An invitation to a fashion week event in Paris. Any other day, I'd be thrilled. Now? The thought of jetting off to the City of Light feels hollow.

Delete. Slight regret.

I open the next message. It's from my assistant, reminding me about the photoshoot scheduled for next week. I'd completely forgotten.

"Shit," I groan, rubbing my temples. "Get it together, girl."

I fire off a reply, confirming the details and asking her to double-check the model bookings. At least someone on my team has their act together.

As I work through the inbox, a pattern emerges. Every email answered is a tiny victory, a moment where I'm not thinking about Adam's hands on my skin or the way his lips felt against mine.

But then I hit send, and reality comes crashing back.

The silence in the apartment feels oppressive. I strain my ears, hoping to hear Avery stirring in her crib. Nothing but her adorable sleeping sounds. No distraction to truly lose myself in.

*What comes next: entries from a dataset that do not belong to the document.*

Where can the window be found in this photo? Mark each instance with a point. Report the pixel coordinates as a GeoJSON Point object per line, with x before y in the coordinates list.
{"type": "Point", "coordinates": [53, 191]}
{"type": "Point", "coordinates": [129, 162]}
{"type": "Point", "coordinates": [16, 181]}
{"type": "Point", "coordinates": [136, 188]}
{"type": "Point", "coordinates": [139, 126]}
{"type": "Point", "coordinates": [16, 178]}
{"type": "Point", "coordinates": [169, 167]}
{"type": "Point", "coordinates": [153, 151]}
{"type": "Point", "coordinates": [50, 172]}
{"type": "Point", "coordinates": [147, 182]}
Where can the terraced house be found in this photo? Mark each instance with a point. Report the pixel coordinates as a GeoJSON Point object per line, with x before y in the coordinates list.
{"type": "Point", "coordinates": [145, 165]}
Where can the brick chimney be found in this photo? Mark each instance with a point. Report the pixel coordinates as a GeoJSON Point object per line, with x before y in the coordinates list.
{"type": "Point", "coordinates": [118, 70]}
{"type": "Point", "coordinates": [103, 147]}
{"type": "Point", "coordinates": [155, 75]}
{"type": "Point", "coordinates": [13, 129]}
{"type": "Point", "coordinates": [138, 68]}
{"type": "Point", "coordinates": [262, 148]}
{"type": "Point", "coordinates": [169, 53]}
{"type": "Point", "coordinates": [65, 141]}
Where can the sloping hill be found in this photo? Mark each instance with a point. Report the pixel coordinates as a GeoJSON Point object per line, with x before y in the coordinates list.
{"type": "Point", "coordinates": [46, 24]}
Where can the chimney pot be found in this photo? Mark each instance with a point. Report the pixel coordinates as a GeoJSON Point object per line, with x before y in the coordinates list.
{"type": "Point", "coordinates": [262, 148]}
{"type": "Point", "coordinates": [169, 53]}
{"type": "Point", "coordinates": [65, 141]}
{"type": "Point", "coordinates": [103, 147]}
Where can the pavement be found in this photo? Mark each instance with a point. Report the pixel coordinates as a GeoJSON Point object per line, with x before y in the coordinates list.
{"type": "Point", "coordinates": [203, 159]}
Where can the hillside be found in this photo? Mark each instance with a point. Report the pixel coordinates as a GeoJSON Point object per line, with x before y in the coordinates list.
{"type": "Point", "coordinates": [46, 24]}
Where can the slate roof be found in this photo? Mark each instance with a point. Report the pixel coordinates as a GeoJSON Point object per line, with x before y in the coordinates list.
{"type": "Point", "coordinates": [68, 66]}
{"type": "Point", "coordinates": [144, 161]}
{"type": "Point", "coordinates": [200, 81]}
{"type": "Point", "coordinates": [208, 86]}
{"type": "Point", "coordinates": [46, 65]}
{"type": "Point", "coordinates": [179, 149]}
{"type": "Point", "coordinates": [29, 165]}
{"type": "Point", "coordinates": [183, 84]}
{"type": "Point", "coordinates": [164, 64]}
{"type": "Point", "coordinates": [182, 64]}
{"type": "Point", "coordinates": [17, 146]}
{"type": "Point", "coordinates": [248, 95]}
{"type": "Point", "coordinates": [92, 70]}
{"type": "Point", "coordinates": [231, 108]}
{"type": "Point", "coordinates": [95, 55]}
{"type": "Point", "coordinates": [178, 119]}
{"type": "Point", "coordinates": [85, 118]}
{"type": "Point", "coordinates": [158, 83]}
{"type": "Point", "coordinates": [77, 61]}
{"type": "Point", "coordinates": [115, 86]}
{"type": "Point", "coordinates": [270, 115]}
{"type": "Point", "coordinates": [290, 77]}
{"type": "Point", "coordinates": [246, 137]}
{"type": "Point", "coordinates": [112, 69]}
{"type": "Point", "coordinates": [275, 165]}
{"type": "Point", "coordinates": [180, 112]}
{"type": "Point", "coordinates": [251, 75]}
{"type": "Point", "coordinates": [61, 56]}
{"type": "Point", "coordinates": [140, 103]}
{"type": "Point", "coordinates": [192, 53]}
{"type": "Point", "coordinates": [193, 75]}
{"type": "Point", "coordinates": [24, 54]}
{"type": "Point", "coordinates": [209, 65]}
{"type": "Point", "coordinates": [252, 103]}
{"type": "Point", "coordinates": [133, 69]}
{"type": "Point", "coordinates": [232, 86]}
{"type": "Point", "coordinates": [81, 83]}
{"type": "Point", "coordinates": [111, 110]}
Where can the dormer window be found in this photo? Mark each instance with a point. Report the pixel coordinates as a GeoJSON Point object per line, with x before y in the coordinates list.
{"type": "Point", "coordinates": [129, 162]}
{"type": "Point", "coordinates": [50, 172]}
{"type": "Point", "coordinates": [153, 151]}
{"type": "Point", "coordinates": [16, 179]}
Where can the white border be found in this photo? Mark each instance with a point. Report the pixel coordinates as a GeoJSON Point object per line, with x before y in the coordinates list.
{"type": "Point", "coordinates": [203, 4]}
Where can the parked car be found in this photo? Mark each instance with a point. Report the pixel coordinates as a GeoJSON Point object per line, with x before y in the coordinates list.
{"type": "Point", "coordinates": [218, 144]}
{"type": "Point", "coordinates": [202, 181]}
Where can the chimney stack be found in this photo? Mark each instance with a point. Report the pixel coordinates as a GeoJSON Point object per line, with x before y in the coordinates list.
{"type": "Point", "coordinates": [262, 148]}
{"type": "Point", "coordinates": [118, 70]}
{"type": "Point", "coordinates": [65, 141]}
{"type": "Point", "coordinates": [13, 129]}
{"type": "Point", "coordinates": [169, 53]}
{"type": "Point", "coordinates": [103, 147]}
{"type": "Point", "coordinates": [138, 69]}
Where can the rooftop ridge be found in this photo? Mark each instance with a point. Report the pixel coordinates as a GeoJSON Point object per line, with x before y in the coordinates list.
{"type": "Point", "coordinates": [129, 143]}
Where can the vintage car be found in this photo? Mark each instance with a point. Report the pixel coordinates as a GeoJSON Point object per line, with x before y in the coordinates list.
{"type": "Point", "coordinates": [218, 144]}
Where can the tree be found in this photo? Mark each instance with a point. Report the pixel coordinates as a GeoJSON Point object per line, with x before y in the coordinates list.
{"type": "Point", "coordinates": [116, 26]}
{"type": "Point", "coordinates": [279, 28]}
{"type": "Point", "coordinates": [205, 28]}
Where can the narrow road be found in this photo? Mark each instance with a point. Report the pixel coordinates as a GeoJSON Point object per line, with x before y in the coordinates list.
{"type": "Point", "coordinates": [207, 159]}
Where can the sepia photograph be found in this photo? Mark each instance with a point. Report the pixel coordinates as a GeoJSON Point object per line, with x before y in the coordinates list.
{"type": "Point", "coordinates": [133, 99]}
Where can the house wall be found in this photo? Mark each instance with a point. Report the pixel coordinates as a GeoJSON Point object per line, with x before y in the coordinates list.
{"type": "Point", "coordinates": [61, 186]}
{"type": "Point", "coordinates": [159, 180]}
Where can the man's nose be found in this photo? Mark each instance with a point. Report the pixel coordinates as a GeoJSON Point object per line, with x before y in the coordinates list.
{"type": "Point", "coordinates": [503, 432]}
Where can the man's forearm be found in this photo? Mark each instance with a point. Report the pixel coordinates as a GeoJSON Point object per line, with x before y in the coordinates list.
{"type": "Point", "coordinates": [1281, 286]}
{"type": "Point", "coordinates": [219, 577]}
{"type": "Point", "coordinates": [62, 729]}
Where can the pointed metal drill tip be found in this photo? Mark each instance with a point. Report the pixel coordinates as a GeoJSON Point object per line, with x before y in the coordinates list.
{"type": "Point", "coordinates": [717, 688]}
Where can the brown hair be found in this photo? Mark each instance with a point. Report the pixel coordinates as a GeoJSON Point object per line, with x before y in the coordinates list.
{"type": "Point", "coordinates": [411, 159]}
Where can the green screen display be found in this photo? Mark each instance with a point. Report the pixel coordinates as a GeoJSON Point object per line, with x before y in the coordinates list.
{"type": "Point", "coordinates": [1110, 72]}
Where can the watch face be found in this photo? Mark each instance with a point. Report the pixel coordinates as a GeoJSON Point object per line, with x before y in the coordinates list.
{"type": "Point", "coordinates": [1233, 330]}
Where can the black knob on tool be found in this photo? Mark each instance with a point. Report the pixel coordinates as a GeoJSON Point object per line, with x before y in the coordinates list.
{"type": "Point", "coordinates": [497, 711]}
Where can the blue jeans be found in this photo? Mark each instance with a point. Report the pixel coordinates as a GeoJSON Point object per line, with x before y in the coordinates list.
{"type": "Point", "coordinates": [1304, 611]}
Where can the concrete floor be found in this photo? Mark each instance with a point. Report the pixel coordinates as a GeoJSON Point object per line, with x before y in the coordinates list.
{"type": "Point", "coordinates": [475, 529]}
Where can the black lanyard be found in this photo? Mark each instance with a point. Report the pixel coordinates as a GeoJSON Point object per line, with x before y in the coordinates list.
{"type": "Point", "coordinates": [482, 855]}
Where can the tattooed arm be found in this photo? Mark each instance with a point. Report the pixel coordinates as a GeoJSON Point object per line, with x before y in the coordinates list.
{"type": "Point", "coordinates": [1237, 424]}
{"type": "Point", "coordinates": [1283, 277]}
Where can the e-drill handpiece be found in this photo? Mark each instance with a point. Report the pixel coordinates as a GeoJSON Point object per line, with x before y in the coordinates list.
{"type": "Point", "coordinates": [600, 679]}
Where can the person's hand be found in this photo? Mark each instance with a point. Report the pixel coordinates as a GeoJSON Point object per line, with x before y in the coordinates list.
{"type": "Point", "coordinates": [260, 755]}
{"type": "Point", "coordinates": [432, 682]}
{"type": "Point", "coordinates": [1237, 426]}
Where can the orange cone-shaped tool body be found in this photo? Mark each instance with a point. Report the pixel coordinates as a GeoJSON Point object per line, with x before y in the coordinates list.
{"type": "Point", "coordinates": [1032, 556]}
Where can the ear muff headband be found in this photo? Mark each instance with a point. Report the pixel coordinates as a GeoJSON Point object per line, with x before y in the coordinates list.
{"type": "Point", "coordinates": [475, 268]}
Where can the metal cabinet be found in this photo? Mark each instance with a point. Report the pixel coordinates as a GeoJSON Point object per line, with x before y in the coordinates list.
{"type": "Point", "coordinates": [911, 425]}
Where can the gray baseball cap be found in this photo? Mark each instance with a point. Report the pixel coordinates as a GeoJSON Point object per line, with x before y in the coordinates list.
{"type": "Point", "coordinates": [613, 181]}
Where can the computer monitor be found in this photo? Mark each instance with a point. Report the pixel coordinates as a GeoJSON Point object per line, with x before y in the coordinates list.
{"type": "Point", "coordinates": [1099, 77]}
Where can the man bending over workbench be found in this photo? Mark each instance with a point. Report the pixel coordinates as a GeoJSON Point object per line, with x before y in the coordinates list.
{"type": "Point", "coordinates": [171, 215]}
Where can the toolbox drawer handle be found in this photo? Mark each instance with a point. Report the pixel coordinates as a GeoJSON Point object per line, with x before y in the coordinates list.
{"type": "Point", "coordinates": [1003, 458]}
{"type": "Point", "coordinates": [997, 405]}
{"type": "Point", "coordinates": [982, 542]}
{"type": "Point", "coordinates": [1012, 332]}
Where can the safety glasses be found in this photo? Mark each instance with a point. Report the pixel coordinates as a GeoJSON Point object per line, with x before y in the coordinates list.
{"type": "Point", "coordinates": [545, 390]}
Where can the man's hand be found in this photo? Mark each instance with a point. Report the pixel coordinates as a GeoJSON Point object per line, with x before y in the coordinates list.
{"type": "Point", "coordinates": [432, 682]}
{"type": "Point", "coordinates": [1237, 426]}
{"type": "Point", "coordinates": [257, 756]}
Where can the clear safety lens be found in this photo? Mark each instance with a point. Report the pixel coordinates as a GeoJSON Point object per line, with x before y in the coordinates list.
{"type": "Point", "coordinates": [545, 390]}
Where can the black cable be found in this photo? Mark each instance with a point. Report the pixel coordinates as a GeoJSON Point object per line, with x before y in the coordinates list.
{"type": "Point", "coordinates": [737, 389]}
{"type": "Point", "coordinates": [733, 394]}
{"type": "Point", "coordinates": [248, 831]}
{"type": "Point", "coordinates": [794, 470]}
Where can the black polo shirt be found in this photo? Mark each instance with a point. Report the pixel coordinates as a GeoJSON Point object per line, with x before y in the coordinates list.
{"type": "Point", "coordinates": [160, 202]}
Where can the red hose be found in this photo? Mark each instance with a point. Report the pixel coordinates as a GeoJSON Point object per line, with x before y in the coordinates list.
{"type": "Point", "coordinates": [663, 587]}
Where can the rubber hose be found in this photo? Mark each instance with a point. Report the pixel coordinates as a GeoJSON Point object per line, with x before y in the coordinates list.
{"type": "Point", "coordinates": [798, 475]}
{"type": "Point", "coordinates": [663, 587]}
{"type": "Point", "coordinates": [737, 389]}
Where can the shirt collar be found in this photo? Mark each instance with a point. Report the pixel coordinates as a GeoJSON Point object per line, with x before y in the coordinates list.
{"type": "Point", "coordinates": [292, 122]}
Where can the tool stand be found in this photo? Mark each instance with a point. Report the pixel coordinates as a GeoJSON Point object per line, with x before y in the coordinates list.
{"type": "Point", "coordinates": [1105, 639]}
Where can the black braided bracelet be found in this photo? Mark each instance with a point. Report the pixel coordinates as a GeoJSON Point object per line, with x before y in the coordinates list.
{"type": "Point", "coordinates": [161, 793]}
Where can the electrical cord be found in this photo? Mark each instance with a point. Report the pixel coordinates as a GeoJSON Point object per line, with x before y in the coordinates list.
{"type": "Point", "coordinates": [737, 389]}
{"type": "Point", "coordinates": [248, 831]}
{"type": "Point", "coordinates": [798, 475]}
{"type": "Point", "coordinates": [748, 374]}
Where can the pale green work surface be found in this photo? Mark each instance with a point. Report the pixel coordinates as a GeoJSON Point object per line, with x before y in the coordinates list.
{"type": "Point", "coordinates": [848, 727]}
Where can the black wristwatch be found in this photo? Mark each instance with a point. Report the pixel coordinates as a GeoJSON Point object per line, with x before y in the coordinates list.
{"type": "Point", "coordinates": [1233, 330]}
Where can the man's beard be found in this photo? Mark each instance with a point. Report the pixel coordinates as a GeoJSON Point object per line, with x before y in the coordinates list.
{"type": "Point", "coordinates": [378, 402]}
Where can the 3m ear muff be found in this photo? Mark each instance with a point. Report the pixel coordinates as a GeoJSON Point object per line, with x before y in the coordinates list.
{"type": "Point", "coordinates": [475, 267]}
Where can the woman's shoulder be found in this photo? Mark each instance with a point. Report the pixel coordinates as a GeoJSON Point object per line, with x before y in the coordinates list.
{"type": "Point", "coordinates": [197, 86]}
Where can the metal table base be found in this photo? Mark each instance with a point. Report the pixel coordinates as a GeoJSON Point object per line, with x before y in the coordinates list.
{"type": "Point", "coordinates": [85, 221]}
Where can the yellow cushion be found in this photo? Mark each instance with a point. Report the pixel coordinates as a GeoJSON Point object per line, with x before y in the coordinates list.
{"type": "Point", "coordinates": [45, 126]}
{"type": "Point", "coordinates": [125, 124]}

My cursor hovers over the 'Compose' button. I could email Adam and sort things out digitally. Keep it professional. Ask about his visit with Avery. Pretend last night never happened.

My fingers twitch, ready to type. But what would I say?

"Hey Adam, thanks for the mind-blowing sex last night. By the way, when do you want to see our daughter again?"

I slam the laptop shut once more, disgusted with myself. This isn't solving anything. It's just delaying the inevitable conversation we need to have.

Avery’s soft cry from the baby monitor on my desk pulls me back to the present. Finally. I hurry to her room, glad for the distraction.

I cradle her against my chest, her tiny body warm and comforting as I return to the living room. Her soft breaths tickle my neck as I pace the living room, my mind a whirlwind of conflicting emotions.

"What are we gonna do, baby girl?" I whisper, pressing a gentle kiss to her forehead.

She coos in response, her tiny hand gently holding my finger. The simple gesture sends a wave of love through me, so powerful it nearly brings me to my knees.

"Your daddy..." I start, then pause, unsure how to continue. How do I explain the complicated mess of feelings I have for Adam to our three-month-old daughter?

"He loves you so much already," I tell her, my voice cracking. "And I love him. God, I love him more than I ever thought possible."

But love isn't always enough, is it? The memory of our arguments, the hurt and betrayal in Adam's eyes when he thought I'd cheated, it all comes rushing back.

"What if we mess it up again?" I ask Avery, as if she could provide the answers I'm desperately seeking. "What if we hurt each other, and you get caught in the middle?"